We can represent $x$ and $y$ by matrices
$$x = \begin{pmatrix} 1 & 0\\ \alpha & 1 \end{pmatrix}$$
$$y = \begin{pmatrix} 1 & 0\\ \beta & 1 \end{pmatrix}$$
If I understand: To show this is structure is unique we are essentially be asked to show that the only commutative set of $2 \times 2$ matrices which commute and are of order $p$ are of the form given above. However, this seems to miss a lot of what I might already know about representation theory and so I wanted to confirm that really is the approach and how to continue from that idea if that is the case.

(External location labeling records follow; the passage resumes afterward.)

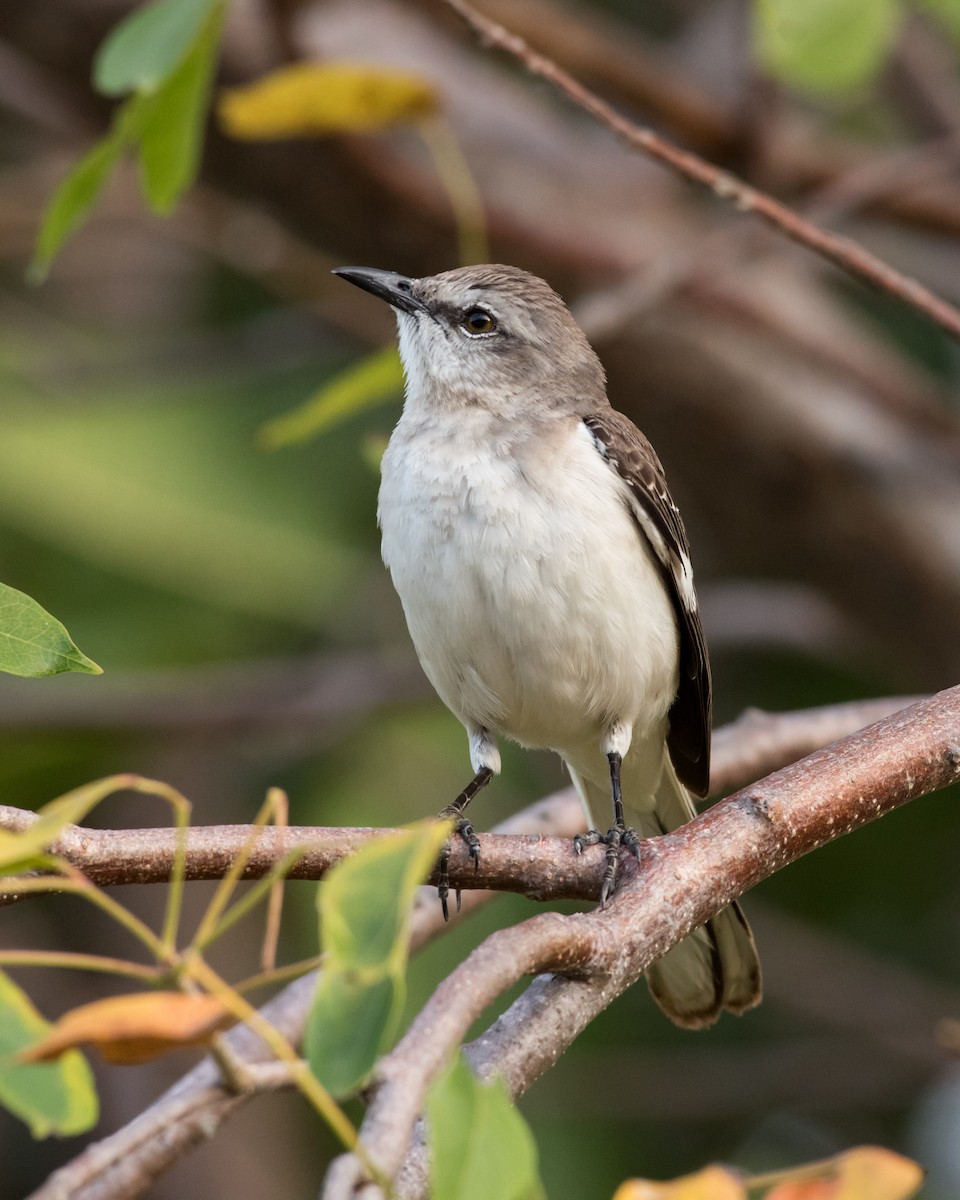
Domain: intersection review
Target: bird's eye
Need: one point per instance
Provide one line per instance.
(478, 321)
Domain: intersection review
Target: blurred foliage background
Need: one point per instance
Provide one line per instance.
(234, 595)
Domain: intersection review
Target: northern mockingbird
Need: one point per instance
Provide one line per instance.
(545, 575)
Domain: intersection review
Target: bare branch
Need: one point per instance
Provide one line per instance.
(538, 865)
(843, 252)
(684, 879)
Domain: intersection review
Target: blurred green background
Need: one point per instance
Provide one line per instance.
(250, 636)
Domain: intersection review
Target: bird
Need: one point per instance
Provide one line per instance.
(545, 575)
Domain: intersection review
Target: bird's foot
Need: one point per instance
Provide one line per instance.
(462, 828)
(465, 831)
(617, 839)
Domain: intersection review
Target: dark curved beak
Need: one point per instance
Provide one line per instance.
(395, 289)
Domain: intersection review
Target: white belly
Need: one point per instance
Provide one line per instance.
(532, 599)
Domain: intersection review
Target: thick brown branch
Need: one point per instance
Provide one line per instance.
(843, 252)
(126, 1162)
(539, 865)
(684, 879)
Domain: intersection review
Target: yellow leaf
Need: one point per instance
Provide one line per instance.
(312, 100)
(865, 1173)
(133, 1029)
(711, 1183)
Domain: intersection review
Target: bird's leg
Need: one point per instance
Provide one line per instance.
(485, 760)
(618, 837)
(463, 829)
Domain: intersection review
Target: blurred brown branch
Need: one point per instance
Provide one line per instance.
(841, 251)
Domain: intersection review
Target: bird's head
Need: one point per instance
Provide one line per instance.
(491, 336)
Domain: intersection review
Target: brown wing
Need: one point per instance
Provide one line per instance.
(624, 448)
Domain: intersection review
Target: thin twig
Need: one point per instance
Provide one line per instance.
(843, 252)
(189, 1114)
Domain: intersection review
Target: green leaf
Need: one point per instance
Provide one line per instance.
(35, 643)
(148, 45)
(352, 1021)
(479, 1145)
(825, 46)
(371, 382)
(365, 906)
(55, 1097)
(76, 196)
(174, 119)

For a $k$ algebra $A$, to show that "$M$ has a unique left $A$ module structure" amounts to showing there is exactly one algebra homomorphism $A\to End(M_k)$.
To show that it has "a unique module structure such that..." you'd be showing there is one homomorphism with those properties.
Now, we're assisted in the fact that there is a universal property that if $A$ is an $R$ algebra, then any group homomorphism $G\to U(A)$ extends uniquely to an algebra homomorphism $R[G]\to A$.
In your case, $R=k$ and $A=M_2(k)$, and the assignments you provided make a group homomorphism $G\to U(M_2(k))= GL_2(k)$. Therefore by the universal property this extends uniquely to an algebra homomorphism $k[G]\to M_2(k)$.